Yes.. if you're doing something that is just doing the same calculation on a who...

sumtechguy · on April 9, 2021

Very true!

If you look at what most graphic pipelines for 1 pixel the amount of calculations for that 1 pixel is not very much maybe a few dozen instructions. But at 1080 that is a lot more (about 2million times more). GPUs are exceedingly good at doing semi small programs over and over across 2000+ compute units. At best in a CPU you may get 64 if you have a super nice top of the line CPU (reality is 2 or 4). The graphs where that change over happens is going to vary considerably across workloads and instructions used. In most cases currently it heavily favors the GPU. Throw in branching or something like that and CPU might become more favorable. But you still have to try it out.

In the case of this article. They are using hashing/caching which, yeah, should produce a fairly nice speedup. Basically the old speedup trick of do the work once and keep the result.
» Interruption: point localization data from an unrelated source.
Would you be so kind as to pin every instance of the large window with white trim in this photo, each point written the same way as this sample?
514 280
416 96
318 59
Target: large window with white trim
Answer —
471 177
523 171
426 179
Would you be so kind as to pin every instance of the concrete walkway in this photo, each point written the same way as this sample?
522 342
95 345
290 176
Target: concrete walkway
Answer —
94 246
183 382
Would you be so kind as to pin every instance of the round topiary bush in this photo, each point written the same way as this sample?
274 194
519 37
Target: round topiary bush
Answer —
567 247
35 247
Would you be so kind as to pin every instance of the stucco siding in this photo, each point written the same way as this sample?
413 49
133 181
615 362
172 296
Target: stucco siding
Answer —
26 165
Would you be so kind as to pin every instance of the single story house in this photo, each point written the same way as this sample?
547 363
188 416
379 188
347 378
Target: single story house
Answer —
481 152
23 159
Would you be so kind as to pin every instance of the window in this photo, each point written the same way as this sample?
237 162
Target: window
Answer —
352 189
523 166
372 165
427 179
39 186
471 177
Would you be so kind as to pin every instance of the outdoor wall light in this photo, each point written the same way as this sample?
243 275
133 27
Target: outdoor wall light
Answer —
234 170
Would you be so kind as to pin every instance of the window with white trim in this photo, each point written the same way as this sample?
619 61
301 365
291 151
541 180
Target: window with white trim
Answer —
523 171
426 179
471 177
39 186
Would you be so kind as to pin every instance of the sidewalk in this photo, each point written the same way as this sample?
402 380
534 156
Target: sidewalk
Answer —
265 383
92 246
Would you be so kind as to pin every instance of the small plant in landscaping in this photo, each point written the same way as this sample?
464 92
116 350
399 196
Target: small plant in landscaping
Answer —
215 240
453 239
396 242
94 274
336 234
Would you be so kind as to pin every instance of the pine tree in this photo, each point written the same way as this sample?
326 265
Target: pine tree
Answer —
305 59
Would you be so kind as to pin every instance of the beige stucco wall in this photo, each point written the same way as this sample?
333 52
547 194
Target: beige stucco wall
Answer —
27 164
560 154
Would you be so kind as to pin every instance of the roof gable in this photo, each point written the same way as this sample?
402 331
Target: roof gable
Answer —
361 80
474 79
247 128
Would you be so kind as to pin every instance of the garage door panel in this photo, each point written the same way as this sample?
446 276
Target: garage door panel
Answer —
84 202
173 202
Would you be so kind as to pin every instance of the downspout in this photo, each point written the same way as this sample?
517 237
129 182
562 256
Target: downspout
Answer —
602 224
But that probably might not translate very nicely GPU. Oh you could get it to run but it may not be as performant. In the game world it would be like what we used to do with sin/cos and just have a lookup table instead of calling the instruction. We just precalled it and had a copy laying around in an array for the most common cases. So it was just a memory lookup and very little compute and keeping the cached result. BUT that does come at a cost if you have to branch on miss.

Now if you could combine the two ideas. Maybe with some sort of mask to the GPU to say 'do not do any work here as it is done already and work on something else' and pre fill stuff in this could be an even more interesting idea.